Because gpt-oss-120b is an MoE model with 128 experts, of which 4 per token are active, we needed to load only the parameters of the experts actually selected for each token—and load them fast—to meet the demo’s latency goal. There are a few strategies for implementing MoE kernels, such as matmul_ogs in triton kernels and fused_moe in vLLM. Since some of these indirectly load activations to optimize throughput, we chose gpt-fast-style, as it loads weights sparsely to optimize latency. A few takeaways:

• Optimizing indirect access: The gpt‑fast‑style kernel performs indirect indexing to the activated experts on a per‑token basis, and we optimized kernel‑launch overhead on this path.
  

• HBM performance modeling (end‑to‑end compiler view): Unlike approaches that rely on handwritten GPU kernels, our compiler treats the entire model as a single optimization problem. This means that even for the same operation, there are many viable combinations of tensor layouts and execution schedules. Choosing the best combination requires accurately predicting achievable HBM bandwidth for each tactic, because high‑bandwidth memory only delivers its rating with optimal access patterns. This is especially challenging in setups like our demo, where the addresses to load are determined at runtime. Over the past year, our compiler team has refined prediction across diverse patterns, developing statistical models that closely match reality even for dynamic addresses, and embedding them directly into the code generator and scheduler cost engine. As a result, the demo loaded MoE weights near the hardware’s maximum effective bandwidth.
  

• Co‑optimizing data layout: The key is finding a layout that benefits both indirect access and matrix multiplication. We extended the attention kernel optimizer to explore data‑layout of attention kernels to automatically search layouts that minimize the gather → rearrange → matmul pipeline cost end‑to‑end.

Multi‑chip parallelism: why we chose Tensor Parallelism this time

Accounting for model parameters, KV cache, and activations, gpt-oss-120b needs at least 60 GB of memory. With two RNGD chips (96 GB of memory in total), we chose Tensor Parallelism (TP) to meet the memory needs and extract the full HBM bandwidth from both chips.

Per the original customer requirements, both TP (to reduce latency) and EP (to increase throughput) are important, and we are actively optimizing for both across different serving scenarios. However, in this demo the priority was to show the fastest response time for a single user, so among ongoing efforts we prioritized TP‑focused optimizations first.

In the demo, the batch was small and four experts per token were active.
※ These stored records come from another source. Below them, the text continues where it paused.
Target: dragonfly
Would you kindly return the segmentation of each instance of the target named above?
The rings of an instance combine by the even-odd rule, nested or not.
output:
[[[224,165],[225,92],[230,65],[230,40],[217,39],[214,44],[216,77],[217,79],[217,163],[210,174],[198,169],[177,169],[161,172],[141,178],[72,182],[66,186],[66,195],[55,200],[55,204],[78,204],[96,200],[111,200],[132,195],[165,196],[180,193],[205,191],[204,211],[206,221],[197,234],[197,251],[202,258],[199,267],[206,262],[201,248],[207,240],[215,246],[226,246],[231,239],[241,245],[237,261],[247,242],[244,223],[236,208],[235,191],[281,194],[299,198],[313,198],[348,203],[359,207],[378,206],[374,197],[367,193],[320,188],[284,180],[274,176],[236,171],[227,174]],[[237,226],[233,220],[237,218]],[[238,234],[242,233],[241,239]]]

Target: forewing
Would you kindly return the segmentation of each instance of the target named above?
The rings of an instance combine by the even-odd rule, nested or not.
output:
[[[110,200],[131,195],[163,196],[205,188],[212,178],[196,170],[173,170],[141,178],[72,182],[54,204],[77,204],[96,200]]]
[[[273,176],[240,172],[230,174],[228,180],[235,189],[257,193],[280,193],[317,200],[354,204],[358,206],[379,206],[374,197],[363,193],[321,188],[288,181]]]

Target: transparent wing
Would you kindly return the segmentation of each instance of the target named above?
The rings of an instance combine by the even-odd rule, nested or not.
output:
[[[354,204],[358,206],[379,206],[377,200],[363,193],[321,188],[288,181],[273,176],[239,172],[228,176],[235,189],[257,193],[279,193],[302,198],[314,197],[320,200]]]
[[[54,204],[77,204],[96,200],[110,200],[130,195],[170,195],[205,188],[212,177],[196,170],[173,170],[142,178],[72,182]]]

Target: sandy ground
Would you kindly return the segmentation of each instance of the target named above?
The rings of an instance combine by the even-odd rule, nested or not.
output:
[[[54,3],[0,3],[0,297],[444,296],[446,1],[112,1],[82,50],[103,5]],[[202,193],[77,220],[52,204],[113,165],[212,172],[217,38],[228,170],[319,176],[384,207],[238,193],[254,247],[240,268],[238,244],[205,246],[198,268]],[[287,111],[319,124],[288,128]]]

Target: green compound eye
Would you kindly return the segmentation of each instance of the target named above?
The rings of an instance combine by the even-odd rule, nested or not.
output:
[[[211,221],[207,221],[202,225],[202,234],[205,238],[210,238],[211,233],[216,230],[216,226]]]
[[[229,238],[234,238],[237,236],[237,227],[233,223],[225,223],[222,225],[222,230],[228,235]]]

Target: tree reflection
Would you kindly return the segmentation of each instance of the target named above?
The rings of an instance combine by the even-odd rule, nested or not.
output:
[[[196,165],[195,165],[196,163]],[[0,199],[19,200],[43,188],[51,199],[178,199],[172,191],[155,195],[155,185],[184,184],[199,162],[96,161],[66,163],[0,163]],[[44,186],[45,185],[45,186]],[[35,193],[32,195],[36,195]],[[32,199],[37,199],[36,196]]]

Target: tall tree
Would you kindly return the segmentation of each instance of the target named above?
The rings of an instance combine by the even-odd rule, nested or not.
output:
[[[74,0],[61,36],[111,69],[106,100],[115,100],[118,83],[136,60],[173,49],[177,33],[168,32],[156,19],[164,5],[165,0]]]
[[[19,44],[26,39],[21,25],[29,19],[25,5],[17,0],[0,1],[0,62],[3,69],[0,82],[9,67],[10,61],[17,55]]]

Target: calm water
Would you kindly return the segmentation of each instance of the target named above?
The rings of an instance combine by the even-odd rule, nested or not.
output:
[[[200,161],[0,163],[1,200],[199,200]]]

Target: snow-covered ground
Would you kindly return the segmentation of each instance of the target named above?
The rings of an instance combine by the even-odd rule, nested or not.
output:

Under these conditions, Expert Parallelism (EP) doesn’t save much communication, while dynamic routing and scheduling can increase latency variance. TP, by contrast, lets us predictably hide inter‑stage communication, making it better for latency.
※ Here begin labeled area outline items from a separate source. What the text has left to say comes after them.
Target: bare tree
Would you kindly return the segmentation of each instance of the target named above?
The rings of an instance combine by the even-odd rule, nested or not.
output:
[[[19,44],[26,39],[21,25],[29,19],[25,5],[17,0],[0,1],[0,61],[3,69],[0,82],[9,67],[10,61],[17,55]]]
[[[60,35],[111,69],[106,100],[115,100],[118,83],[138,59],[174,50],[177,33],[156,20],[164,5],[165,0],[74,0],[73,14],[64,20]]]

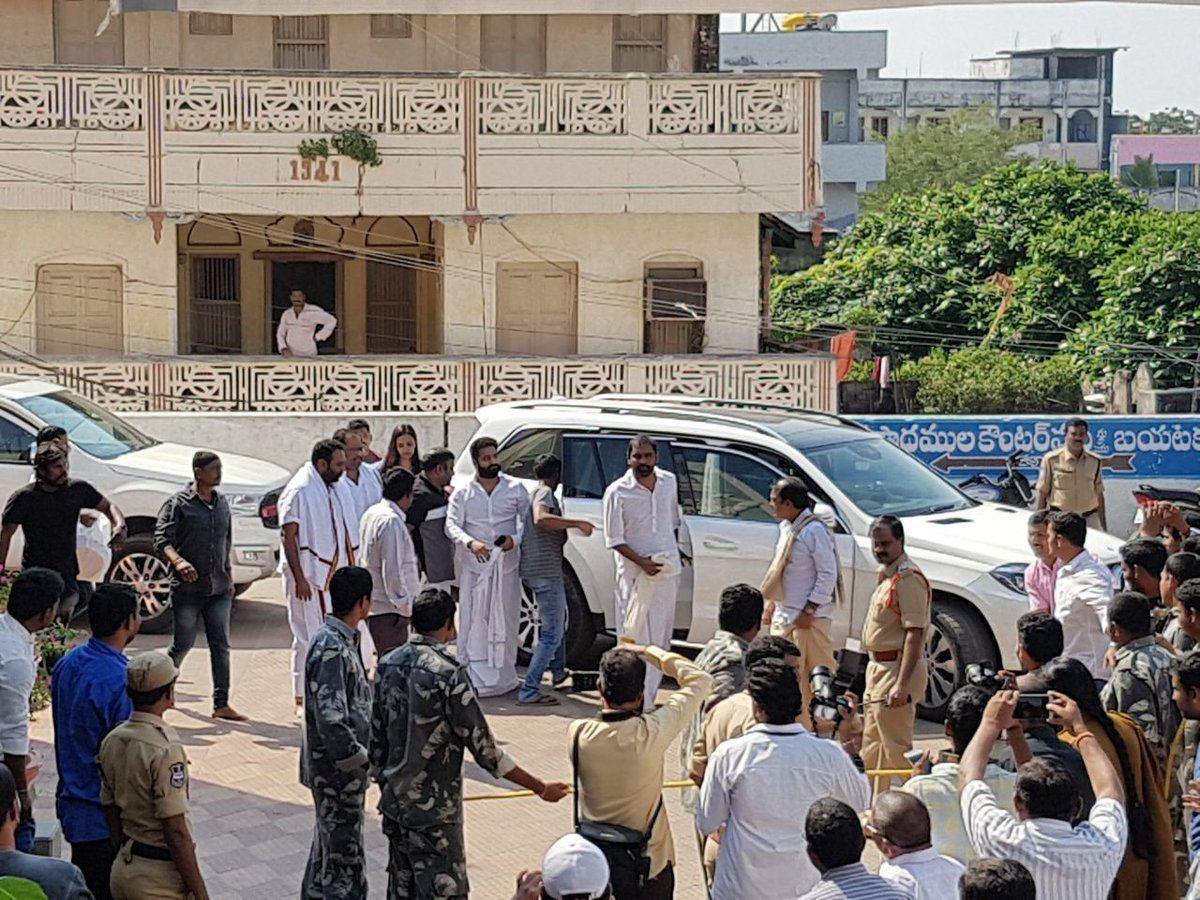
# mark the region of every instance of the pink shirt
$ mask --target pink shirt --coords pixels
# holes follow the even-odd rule
[[[1030,610],[1044,610],[1054,616],[1054,587],[1058,581],[1062,560],[1055,559],[1049,566],[1040,559],[1034,559],[1025,570],[1025,593],[1030,595]]]

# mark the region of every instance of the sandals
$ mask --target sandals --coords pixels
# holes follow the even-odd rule
[[[550,694],[539,694],[533,700],[521,700],[517,697],[517,706],[522,707],[557,707],[558,697],[552,697]]]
Right before inter‑chip reduce‑scatter, we tightly pack on‑chip data to raise transfer efficiency. By reducing packet fragmentation and maximizing the effective payload ratio on the inter‑chip link, we could reliably hide communication behind compute.

Meanwhile, in decoding, we fused computations and data movement—across layer boundaries—into a single large schedule. We hid compute, loads, and communication not just within layers but also between layers. Especially in MoE, where which expert weights to load depends on prior results, we pulled in subsequent loads as soon as dependencies were resolved, cutting latency waste.

Final thoughts

This result was possible because we smoothly integrated a new format (MXFP4) into an existing hardware pipeline and attacked the MoE bottleneck—whose core is dynamic access—from the perspective of data movement. Even with only two chips, we hid communication behind compute and scheduled decoding globally, both of which materially lowered TPOT.
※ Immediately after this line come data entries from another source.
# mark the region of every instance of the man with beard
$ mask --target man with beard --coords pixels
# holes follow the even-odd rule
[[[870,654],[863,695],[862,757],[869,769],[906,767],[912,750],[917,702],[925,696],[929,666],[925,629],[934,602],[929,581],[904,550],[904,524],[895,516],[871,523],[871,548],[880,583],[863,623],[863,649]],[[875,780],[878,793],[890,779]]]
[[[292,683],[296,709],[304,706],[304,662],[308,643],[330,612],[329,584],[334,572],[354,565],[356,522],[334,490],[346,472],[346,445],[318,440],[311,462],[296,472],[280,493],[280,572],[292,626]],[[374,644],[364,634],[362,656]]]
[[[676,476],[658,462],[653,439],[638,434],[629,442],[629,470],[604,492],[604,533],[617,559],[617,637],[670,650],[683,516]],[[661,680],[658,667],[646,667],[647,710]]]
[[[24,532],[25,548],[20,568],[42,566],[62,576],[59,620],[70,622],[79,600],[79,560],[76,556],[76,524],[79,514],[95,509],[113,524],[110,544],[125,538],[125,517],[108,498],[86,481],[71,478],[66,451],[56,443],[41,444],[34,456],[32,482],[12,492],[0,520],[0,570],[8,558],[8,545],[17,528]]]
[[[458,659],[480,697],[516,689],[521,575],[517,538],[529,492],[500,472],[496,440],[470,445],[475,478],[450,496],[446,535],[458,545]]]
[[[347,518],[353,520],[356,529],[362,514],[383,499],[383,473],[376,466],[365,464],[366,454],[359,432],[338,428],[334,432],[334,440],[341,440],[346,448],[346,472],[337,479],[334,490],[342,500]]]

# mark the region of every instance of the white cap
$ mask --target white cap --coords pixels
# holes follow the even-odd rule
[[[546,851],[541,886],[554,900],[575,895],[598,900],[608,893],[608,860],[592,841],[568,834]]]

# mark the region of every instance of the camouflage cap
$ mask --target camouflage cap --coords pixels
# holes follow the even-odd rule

This was possible because of our compiler stack’s predictability, hardware‑friendly code generation, and latency‑centric scheduling. While this demo prioritized TP for single‑user latency, across deployments we continue to optimize both TP and EP to meet varied latency and throughput goals. Next, we’ll broaden serving conditions with higher concurrency, EP, and TTFT improvements to deliver consistently low latency across a wider range of deployments.

Furiosa CTO Hanjoon Kim contributed to this article.